Bab doa-doa demotivasi secara kritis mengingatkan kita yang kerap lupa dengan kenikmatan-kenikmatan kecil yang diberikan Tuhan sepanjang hari. Pikiran kita seringkali terlalu jauh ke depan dan berdoa meminta hal-hal besar, kadang tak sadar seperti memberi instruksi pada Tuhan. Namun kita lupa mensyukuri hal kecil, kalau ban motor tidak kempes dalam perjalanan, baterai laptop tidak drop, pasangan kita sedang manis, adalah juga sebuah anugerah (hal 60).

Dan sebagaimana judulnya, buku ini juga berisikan kalimat-kalimat demotivasi yang mengundang senyum geli. Namun kalau dipikirkan secara mendalam, kita akan berkata, “bener juga ya!”.

Misalnya: “ Di balik setiap kesulitan, boleh jadi tersimpan kesulitan lain yang lebih besar”, atau “Sukses bukan soal bakat, kerja keras, ataupun kemauan untuk belajar. Sukses sering kali bermula dari keadaan keluarga yang memang sudah sukses” (hal 54).

Dan juga, “Hidup itu seperti mengendarai sepeda: Sekuat apa pun kita mengayuhnya, tetap kalah cepat oleh motor” (hal 55).
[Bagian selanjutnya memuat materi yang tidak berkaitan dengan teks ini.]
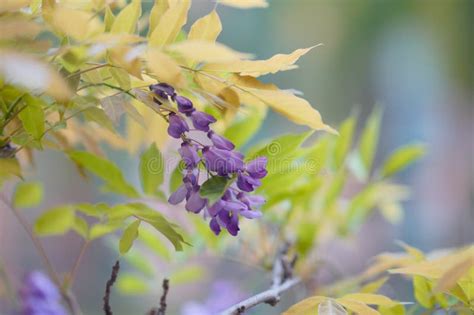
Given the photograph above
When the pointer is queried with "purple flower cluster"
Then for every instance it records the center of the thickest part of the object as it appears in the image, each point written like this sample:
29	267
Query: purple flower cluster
39	296
218	159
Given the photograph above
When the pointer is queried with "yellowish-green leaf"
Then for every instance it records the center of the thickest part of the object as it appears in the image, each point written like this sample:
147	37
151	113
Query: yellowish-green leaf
422	292
344	141
374	286
170	24
292	107
152	168
28	194
256	68
401	158
126	20
129	235
13	5
206	28
305	307
131	284
331	307
56	221
109	18
164	68
106	170
36	76
245	4
206	51
32	116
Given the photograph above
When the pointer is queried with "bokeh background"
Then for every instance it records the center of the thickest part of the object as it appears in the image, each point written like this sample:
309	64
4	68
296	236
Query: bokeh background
413	58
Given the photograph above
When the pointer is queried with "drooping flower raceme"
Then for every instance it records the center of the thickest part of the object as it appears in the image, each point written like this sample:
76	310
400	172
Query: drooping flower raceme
216	159
39	296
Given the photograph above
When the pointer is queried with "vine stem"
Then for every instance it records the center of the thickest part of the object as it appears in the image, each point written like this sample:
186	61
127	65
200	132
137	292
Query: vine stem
67	296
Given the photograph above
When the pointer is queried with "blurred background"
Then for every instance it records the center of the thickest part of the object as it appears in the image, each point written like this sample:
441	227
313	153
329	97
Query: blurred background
413	58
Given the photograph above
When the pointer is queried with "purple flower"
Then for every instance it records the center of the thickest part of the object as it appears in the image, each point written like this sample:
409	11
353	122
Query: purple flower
185	105
257	168
220	142
247	183
163	90
195	202
201	121
189	154
222	161
39	296
177	126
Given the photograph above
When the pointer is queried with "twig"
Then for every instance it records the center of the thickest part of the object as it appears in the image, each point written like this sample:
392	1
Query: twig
162	309
283	280
108	288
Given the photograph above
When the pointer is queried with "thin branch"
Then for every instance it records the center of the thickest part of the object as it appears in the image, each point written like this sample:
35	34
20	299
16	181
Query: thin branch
283	280
108	288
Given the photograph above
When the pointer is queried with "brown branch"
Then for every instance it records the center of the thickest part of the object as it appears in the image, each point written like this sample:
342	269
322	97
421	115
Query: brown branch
108	288
283	280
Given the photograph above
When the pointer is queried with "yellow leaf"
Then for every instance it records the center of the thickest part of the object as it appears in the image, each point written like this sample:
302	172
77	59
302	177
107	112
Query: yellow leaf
127	58
255	68
307	306
206	28
245	4
292	107
74	23
170	24
18	27
126	20
13	5
206	51
454	273
159	8
357	307
369	298
23	70
164	68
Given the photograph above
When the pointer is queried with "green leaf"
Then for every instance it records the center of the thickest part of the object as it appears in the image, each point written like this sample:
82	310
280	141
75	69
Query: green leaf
131	284
151	169
402	158
242	130
126	20
130	234
99	116
344	141
214	188
55	221
28	195
101	229
154	243
32	116
422	292
106	170
159	222
81	227
188	274
369	139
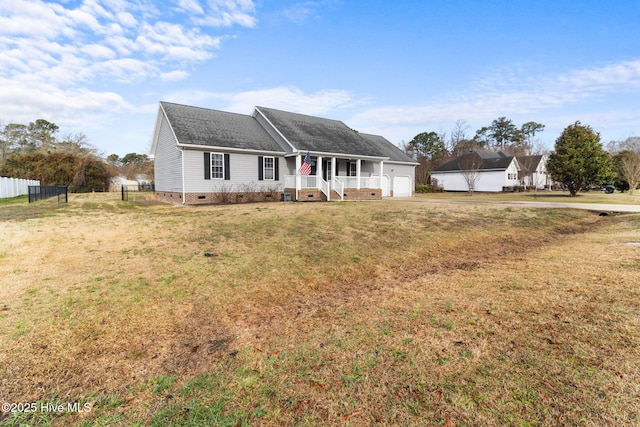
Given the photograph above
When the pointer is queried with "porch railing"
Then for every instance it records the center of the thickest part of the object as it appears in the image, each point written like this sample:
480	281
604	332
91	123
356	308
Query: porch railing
311	181
365	181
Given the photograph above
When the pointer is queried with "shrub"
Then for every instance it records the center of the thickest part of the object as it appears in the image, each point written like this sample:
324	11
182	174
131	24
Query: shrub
426	188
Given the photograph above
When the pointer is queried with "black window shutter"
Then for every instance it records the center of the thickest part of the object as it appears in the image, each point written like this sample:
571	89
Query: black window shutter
207	165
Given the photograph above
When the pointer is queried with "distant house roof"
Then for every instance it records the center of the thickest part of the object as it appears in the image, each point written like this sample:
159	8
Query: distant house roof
205	127
491	161
529	162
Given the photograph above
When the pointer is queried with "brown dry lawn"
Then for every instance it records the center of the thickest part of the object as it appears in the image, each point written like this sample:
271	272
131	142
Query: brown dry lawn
387	313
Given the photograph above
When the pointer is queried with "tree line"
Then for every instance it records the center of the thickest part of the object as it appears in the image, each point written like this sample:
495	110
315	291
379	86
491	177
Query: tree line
35	151
578	160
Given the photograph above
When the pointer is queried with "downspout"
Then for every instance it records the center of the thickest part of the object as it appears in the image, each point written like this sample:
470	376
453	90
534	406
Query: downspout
184	190
184	185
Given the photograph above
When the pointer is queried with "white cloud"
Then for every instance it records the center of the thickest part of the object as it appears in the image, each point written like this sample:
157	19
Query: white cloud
285	98
303	11
174	76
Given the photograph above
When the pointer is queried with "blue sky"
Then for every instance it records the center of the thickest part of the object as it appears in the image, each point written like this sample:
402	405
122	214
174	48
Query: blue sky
394	68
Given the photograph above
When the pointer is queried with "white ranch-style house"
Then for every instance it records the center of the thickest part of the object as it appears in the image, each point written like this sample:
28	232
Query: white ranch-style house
208	156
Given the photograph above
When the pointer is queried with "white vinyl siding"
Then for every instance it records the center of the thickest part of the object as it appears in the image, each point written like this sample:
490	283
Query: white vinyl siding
243	174
168	162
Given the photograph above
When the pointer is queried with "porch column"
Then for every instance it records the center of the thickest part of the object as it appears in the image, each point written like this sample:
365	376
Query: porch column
333	170
298	178
318	171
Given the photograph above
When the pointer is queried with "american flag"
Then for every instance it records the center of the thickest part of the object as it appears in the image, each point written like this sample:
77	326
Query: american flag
305	169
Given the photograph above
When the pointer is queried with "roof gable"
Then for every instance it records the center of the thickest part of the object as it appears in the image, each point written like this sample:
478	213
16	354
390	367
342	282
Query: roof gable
386	148
204	127
309	133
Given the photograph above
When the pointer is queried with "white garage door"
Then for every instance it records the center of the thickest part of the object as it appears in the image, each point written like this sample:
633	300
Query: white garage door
401	186
385	186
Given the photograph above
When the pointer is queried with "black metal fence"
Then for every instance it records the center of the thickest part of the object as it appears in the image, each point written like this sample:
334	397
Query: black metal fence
42	192
142	188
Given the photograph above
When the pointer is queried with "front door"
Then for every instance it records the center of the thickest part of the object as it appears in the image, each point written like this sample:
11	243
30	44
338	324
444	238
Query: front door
326	169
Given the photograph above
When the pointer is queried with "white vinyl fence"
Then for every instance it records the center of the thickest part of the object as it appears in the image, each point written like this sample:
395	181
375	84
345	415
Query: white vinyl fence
13	187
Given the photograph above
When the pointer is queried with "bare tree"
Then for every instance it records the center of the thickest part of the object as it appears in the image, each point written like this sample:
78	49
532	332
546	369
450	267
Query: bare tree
470	166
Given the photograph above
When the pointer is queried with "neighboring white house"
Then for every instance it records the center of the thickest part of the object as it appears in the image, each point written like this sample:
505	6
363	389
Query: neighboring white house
534	172
208	156
478	170
13	187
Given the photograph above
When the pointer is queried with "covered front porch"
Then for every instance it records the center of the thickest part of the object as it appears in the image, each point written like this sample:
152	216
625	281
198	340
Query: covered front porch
334	178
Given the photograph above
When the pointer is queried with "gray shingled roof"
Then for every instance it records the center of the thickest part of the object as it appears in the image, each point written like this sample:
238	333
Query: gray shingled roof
387	148
201	126
308	133
490	161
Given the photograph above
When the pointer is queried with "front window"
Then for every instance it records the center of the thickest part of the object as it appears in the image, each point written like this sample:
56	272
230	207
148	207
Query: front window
268	168
217	166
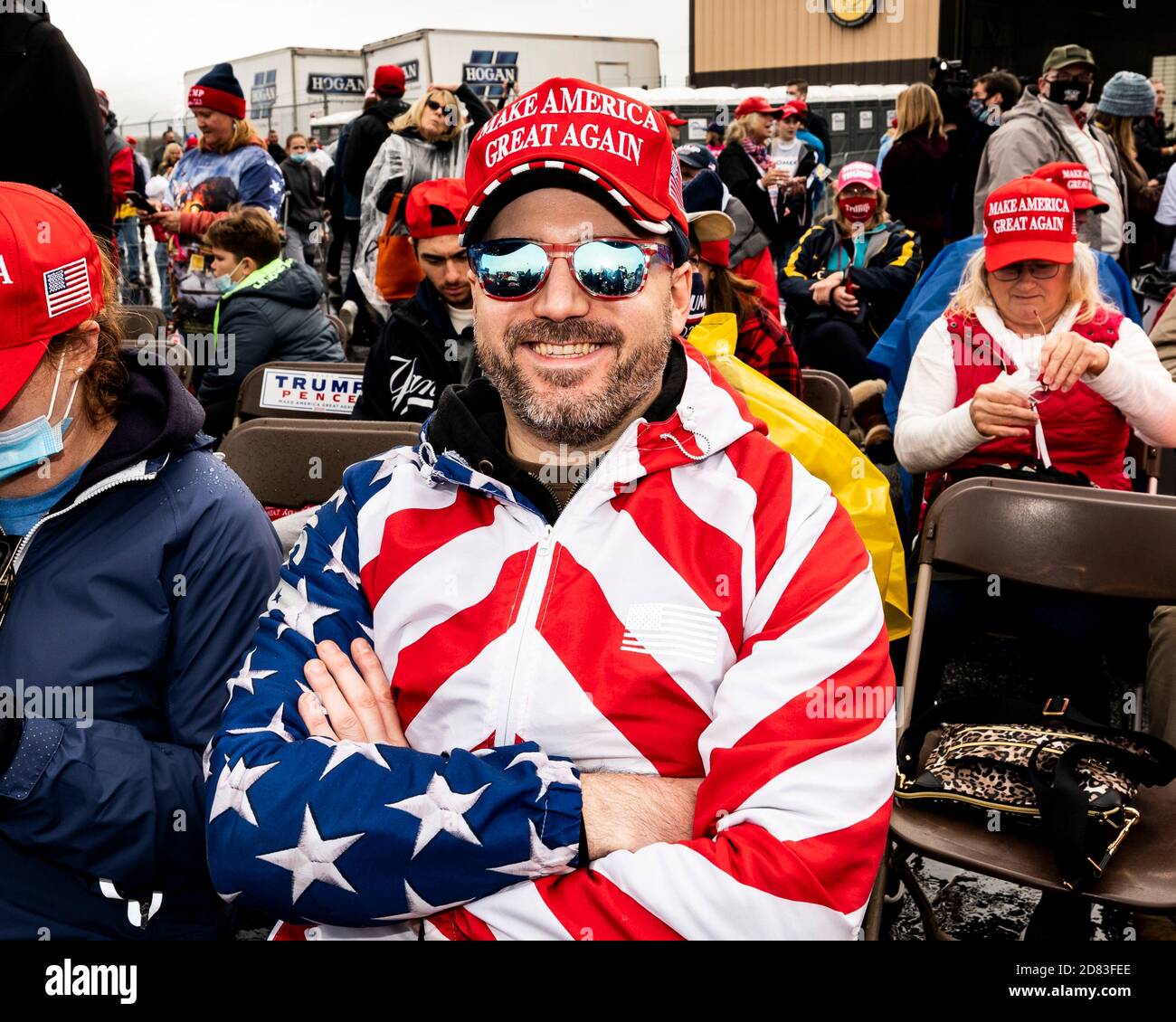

Satu hal yang menjadi catatan dalam buku ini adalah kesannya yang menjadi terlalu berhati-hati dalam menyampaikan ide demotivasi. Berbeda dengan buku pertama yang terkesan lepas, di buku kedua ini, Syarif seperti ingin menegaskan demarkasi tentang siapa yang perlu menerima ajaran demotivasi ini. Hal ini ditegaskannya beberapa kali tentang siapa target buku ini (hal 37), hingga dibuatkan satu bab sendiri tentang kategori target sasaran buku ini (hal 75).

Menurutnya, “Demotivasi bukan untuk anak kecil, orang yang sudah sepuh, dan orang yang sedang sakit. Demotivasi cocok untuk anak muda yang terlalu bersemangat dan terlampau visioner” (hal 37). Penegasan ini kembali ditulis di bab “Sesudah Demotivasi” (hal 83) yang mengangkat tegangan pendulum antara motivasi dan demotivasi.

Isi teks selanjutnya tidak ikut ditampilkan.